While most everyone claims to want inner peace, few are willing to do the work. I understand. The work is a lot like peeling the paint off an old post, as you can see me doing in the accompanying photo. The paint is old, cracked and hardened. The layers are many and each shiny new coat fails to hide the uneven bumps and cracks in the wood beneath. Some patches stubbornly refuse to come off.
Forty is a good age to start. The outer layers are the most visible. We paint a new love relationship over the old one, which in turn covered up perhaps our first love. Buried well below those coats of paint are the pains of the teen years, the ones where you learned to fake it out of fear you wouldn’t make it. If you sand as persistently as I did, you uncover the layers of paint as an eight year old. My therapy group mate Harry wisely commented that this was the age he realized he could lie and his parents would never know.
The layers don’t stop there. Your parents coldly threw you into grade school. Suddenly you had rules to follow and people other than your parents could berate you. Some even loved you, as did Miss Emerson my first grade teacher. Never shall I forget the joy she gave me as I won a Three Musketeers bar for winning a class reading competition, not once but twice. That was a shiny coat of paint. I got love and attention by outduelling other people. The trap was set.
Therapy is an important part of peeling off the paint that has encrusted your heart. Therapy stirs the dark recesses of your mind. Two coats of paint came off for me while away from my therapist’s office. After all, when you pursue inner peace, it is a 24/7 mission trip. The first coat came off when, without warning, I felt the loss of my first girlfriend twenty years earlier, a woman whom I had deeply loved at age 20. I coldly cast her aside in a fit of inner rage masked as “housekeeping.” Out the door with her went my teenage smoking habit and my procrastinating study habits.
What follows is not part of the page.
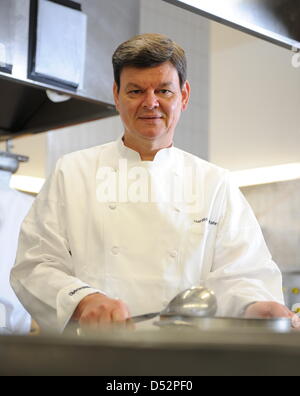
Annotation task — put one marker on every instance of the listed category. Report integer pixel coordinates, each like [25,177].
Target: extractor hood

Johnny the iron-fist was born that day. The cost was frozen grief, a coat of paint that covered up the loss of a love that that I failed to mourn. Jesus said, “Blessed are those who mourn for they will be comforted.” That day, I wept in a healing pain, writing her a letter that I wisely never mailed.
Later, I hit a second horrifying coat of paint. I was a toddler alone in my single bed, clutching Sparky, my gray stuffed elephant with big red ears. A tiger pounced on me mid-air, white fangs glaring through vivid orange and black stripes. This nightmare, my therapist later explained, was likely my coming into the awareness of my separateness from my mother. All children, he said, begin life believing they and their mother are one and the same being. This is a wound we all experience, it would seem, a terrifying entry into the cold cruel world.
At that time, more than fifteen years ago, I likened my journey to the Princess and the Pea. I was in search of a pea buried deep within that I could not feel but finally knew it had to exist. One day I saw it vividly for the first time. It was frozen in an ice cube. How I wanted that ice cube to melt! One day it did but I’ll save that story for another time.
While peeling the paint off my porch, I injured my hand on the belt sander. A large two-inch scrape oozed with bright red blood. You bleed a little when you peel the paint off your heart. Now, I am grateful to feel the pain, no longer numbed out by work-aholism and ego-driven fantasies masking my self-loathing. My heart has become sensitive and compassionate.
Most importantly, my heart does not rule me. Neither rage nor despair frighten me. Like the roaring tiger, I have cast them into the wild. They no longer call my heart home. They cannot abide where the peace of the Lord abides. In its place rests one special fruit of the Spirit – forbearance.